Hier matin, lors de la traditionnelle prise de photo du ministre des Finances chaussé de souliers neufs à la veille du dépôt de son budget, M. Marceau est resté évasif sur les promesses de la campagne électorale. Il a laissé entendre que certaines seraient reportées. «On fait des choix, on ne peut pas tout faire dans la même année, on en réalise beaucoup. Avec le temps, on parviendra à faire tout ce qu'on s'était engagés à faire.

«On a toujours dit qu'on avait un mandat devant nous. On va prendre le temps qu'il faut», a-t-il ajouté.

Le budget couvrira l'année 2013-2014, celle du déficit zéro. «L'année qui vient est la plus difficile, celle où on atteint l'équilibre budgétaire pour la première fois. C'est une année qui exige des efforts importants. On y arrive de façon très équilibrée», a dit le ministre.

Les contribuables, a-t-il reconnu, ont déjà largement participé à l'assainissement des finances publiques. «Tout le monde doit faire son effort. Les contribuables ont déjà fait un très gros effort. Dans le cadre du retour à l'équilibre budgétaire, les contribuables ont eu à subir des hausses importantes de taxes et de tarifs», a soutenu M. Marceau, qui a promis «une approche équilibrée» dans son budget d'aujourd'hui.

En plus de l'indexation du «bloc patrimonial», le gouvernement Marois prendra ses distances d'un autre engagement du PQ en campagne électorale. Le Fonds des générations, destiné à rembourser la dette pour donner de l'oxygène aux générations futures, ne sera pas aboli, comme on l'avait annoncé en campagne.

Québec conservera cette structure qui, par sa seule existence, force les gouvernements à s'occuper de la dette, mais il fera des versements plus régulièrement pour réduire la dette de 180 milliards.

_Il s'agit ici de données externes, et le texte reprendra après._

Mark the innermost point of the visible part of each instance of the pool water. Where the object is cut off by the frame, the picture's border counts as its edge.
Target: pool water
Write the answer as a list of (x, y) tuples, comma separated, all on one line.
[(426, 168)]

Le fonds dispose actuellement de 5,5 milliards. Le maintien du fonds sera un puissant argument pour amadouer l'opposition libérale - l'ex-ministre Raymond Bachand faisait de cette décision une condition sine qua non pour que les libéraux jugent à tout le moins recevable le budget Marceau.

Infrastructures: un vaste «réexamen»

Selon ce qu'a appris La Presse, le gouvernement annoncera aujourd'hui un réexamen général de bon nombre de projets d'infrastructures. Déjà, la semaine dernière, on a préparé les esprits avec une étude de Secor-KPMG qui montre que 5 des 44 milliards de projets annoncés sur cinq ans n'étaient même pas budgetés.

On donnera un tour de vis supplémentaire aujourd'hui en annonçant que le Conseil du Trésor réévaluera tous les projets d'infrastructures dont les travaux n'ont pas commencé. À partir d'un certain seuil, le dossier devra même être avalisé par le Conseil des ministres.

Le budget sera accompagné des crédits budgétaires du gouvernement - les présidents d'organisme ont déjà été prévenus que l'étude en commission parlementaire débuterait dès janvier 2013.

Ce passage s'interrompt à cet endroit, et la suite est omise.